In other words, I'd only expect translation to work when you set it up beforehand specifically for that. In the context of TileSpeak I think it's only easy to translate HyperTalk to another language because HyperCard's behavior is somewhat underspecified, and HyperTalk isn't complex, with few features. Writing a HyperCard stack simulator doesn't sound daunting if you can disregard the original UI completely and substitute something like web page behavior, cutting any corner you please.

(Also, it doesn't hurt that machines today have orders of magnitude more processing power and resources than when HyperCard stacks were created, so it's trivial now to absorb the costs of inefficient translation of an app that had to run in very constrained runtime circumstances.)

If translation requires more than just local transformation, the semantic mismatch may be too large to simply dismiss under the heading of Turing completeness.

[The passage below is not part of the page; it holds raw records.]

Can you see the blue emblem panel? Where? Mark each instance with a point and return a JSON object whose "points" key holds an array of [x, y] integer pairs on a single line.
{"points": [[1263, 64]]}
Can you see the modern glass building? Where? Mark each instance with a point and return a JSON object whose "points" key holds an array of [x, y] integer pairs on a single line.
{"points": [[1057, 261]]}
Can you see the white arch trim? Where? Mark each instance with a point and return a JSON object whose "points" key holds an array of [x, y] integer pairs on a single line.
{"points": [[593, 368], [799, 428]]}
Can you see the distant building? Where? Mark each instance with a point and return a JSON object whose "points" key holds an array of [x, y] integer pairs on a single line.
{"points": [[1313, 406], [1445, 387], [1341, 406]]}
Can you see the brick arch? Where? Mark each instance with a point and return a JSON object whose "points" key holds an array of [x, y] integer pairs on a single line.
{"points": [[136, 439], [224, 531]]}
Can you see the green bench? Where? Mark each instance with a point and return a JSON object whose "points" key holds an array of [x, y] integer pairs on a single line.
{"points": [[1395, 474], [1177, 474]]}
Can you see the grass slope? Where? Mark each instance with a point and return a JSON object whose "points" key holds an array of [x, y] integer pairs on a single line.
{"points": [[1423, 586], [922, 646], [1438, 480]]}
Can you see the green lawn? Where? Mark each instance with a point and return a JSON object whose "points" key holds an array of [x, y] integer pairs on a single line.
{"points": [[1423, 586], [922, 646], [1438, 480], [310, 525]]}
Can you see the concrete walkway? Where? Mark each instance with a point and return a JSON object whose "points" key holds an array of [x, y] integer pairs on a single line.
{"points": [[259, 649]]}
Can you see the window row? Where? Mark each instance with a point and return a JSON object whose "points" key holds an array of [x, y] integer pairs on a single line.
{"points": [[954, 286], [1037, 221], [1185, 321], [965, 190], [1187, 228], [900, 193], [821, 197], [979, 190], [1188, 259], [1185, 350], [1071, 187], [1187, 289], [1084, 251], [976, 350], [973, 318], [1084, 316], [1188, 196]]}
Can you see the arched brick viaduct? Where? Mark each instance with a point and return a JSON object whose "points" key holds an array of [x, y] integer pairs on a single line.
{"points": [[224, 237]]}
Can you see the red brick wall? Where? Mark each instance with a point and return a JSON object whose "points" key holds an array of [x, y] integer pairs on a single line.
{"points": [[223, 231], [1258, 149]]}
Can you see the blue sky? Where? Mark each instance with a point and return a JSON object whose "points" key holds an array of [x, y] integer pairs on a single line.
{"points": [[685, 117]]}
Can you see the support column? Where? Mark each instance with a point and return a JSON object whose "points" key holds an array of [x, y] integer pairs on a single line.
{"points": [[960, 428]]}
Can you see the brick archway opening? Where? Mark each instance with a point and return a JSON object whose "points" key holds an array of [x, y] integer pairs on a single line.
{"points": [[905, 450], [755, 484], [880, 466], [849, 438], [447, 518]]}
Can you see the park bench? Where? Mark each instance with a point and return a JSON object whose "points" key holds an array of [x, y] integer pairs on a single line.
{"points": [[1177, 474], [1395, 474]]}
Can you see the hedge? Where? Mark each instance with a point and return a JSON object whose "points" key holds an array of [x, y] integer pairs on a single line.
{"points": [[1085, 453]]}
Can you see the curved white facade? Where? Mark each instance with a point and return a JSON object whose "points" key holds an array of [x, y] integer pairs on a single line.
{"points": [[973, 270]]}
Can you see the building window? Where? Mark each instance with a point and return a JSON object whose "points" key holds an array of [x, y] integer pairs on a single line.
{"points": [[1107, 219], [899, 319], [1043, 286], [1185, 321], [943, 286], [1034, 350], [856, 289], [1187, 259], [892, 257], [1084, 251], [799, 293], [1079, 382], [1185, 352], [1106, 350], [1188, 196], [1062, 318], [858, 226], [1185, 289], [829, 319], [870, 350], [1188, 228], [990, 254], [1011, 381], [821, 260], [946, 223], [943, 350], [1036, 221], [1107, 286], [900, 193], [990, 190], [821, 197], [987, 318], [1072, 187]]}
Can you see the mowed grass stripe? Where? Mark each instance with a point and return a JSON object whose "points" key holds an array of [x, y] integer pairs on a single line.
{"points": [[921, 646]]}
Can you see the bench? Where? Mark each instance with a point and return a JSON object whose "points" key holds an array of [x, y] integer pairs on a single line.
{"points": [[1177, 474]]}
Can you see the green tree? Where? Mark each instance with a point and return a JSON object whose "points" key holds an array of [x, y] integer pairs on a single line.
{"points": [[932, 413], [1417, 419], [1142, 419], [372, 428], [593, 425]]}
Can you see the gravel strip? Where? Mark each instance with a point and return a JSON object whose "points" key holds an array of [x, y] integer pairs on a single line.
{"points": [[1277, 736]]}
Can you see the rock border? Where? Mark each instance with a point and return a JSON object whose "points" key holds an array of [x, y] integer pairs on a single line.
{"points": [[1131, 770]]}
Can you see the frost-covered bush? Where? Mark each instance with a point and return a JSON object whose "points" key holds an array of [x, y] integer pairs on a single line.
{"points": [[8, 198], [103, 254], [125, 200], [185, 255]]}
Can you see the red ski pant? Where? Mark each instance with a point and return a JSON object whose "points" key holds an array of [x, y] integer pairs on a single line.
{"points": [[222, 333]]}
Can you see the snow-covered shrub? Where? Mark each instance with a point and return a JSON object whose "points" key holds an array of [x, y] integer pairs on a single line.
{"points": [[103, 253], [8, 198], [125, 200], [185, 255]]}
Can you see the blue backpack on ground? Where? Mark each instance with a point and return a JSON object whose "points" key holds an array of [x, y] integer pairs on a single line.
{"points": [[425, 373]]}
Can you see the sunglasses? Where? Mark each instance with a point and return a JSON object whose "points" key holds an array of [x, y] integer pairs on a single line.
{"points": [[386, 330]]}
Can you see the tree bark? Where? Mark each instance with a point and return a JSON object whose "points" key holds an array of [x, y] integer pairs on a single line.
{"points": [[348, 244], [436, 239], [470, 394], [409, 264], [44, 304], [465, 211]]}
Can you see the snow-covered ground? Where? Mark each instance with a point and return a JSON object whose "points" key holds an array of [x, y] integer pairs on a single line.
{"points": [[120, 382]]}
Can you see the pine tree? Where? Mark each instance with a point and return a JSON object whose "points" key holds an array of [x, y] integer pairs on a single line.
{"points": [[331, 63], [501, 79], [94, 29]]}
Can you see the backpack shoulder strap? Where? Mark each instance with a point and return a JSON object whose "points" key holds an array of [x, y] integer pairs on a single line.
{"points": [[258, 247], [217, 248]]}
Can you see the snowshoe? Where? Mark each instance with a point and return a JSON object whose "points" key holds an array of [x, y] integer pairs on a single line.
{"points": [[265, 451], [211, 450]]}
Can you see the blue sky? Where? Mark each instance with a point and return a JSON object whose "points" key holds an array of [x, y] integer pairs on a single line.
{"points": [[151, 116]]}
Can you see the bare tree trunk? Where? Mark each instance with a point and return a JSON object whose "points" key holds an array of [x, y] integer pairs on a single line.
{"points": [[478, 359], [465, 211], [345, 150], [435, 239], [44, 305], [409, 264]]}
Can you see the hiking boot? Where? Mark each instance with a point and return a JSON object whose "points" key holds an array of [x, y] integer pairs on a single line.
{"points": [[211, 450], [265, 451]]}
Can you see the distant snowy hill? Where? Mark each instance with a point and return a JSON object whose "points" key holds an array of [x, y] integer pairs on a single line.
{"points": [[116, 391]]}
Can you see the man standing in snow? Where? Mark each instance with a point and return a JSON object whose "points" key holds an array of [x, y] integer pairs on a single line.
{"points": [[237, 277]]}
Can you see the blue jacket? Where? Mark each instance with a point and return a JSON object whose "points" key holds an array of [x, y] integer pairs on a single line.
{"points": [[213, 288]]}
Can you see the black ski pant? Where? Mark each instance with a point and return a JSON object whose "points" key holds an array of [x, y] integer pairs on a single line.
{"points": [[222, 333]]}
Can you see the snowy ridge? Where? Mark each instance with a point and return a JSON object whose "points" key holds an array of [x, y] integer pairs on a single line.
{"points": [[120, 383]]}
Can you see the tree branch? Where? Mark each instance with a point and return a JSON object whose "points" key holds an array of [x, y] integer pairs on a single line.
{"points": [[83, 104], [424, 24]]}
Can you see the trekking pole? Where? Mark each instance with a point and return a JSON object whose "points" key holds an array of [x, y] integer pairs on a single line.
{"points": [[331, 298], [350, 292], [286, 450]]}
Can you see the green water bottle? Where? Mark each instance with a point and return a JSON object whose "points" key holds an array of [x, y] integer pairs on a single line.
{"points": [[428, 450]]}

By Turing completeness (TCness) I meant you could expect to write a general simulator for an app machine. So if your app's machine-like behavior was specified in a way letting you translate it to one TC language, you could also translate it to another. But I'd expect the simulator to be different in each case, so the translations might not resemble each other.

I wouldn't expect support for any new TC language to be automatic either in translation or writing the base engine's simulator. You'd have to do each by hand, and have language implementer skills each time.

I think if you didn't support more than one target language from the beginning, you'd tend to drift toward feature usage tied to one language as a preferred one in execution. Translation should be baked in from the start.

intermediate language

Seems to me like the UI interaction provides one important layer of translation, mapping widgets from one domain to another could be automated, but the backend workings are another territory altogether.
It would be intersting to have a syntax reduction process, translating one language to a more structural translation language that could be then expanded back into other working languages. I like the idea that the developer might add hints that help this.
Is XSLT good for the last bit of expanding into platform languages?